In this study seven adsorption azeotropes involving binary systems and zeolite-based adsorbents were systematically investigated. Pure component isotherms and mixed-gas adsorption data were taken from published literature except for the benzene–propene system on silicalite, which is newly presented in this work using molecular simulations. Experimental adsorbed phase composition and total amount adsorbed of the azeotropic systems were compared with the predictions of several models including: the ideal adsorbed solution theory (IAST), the heterogeneous ideal adsorbed solution theory (HIAST) and the real adsorbed solution theory (RAST) coupled with the 1-parameter Margules (1-Margules) and the van Laar equations. In the latter two models an additional loading parameter was incorporated in the expression of the excess Gibbs energy to account for the reduced grand potential dependency of the activity coefficients in the adsorbed phase. It was found that the HIAST and RAST–1-Margules models were able to predict the azeotropic behaviour of some systems with good accuracy. However, only the RAST–van Laar model consistently showed an average relative deviation below 3% compared to experimental data for both the adsorbed phase composition and the total amount adsorbed across the systems. This modified van Laar equation is therefore preferable in those engineering applications when the location of adsorption azeotropes is required with great accuracy and when there is lack of detailed characterization of the adsorbent that is needed to carry out molecular simulations.
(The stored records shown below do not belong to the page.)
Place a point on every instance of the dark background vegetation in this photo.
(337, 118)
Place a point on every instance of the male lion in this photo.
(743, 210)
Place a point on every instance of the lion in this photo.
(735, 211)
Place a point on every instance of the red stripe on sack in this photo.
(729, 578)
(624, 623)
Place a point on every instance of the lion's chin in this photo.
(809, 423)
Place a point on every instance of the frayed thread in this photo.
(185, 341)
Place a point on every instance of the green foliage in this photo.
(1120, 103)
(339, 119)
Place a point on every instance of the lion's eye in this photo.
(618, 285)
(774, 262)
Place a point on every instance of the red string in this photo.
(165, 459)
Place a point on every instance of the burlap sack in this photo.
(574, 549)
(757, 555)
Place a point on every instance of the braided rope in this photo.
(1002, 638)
在这项研究中，系统地研究了涉及二元系统和沸石基吸附剂的七种吸附共沸物。纯组分等温线和混合气体吸附数据取自已发表的文献，但硅沸石上的苯 - 丙烯系统除外，这是本工作中使用分子模拟新提出的。将共沸体系的实验吸附相组成和总吸附量与几种模型的预测进行了比较，包括：理想吸附溶液理论（IAST）、非均相理想吸附溶液理论（HIAST）和真实吸附溶液理论（RAST）耦合使用 1 参数 Margules (1-Margules) 和 van Laar 方程。在后两个模型中，额外的加载参数被纳入过量吉布斯能量的表达式中，以解释吸附相中活度系数的大电位依赖性降低。发现 HIAST 和 RAST-1-Margules 模型能够以良好的精度预测某些系统的共沸行为。然而，与吸附相组成和系统吸附总量的实验数据相比，只有 RAST-van Laar 模型始终显示出低于 3% 的平均相对偏差。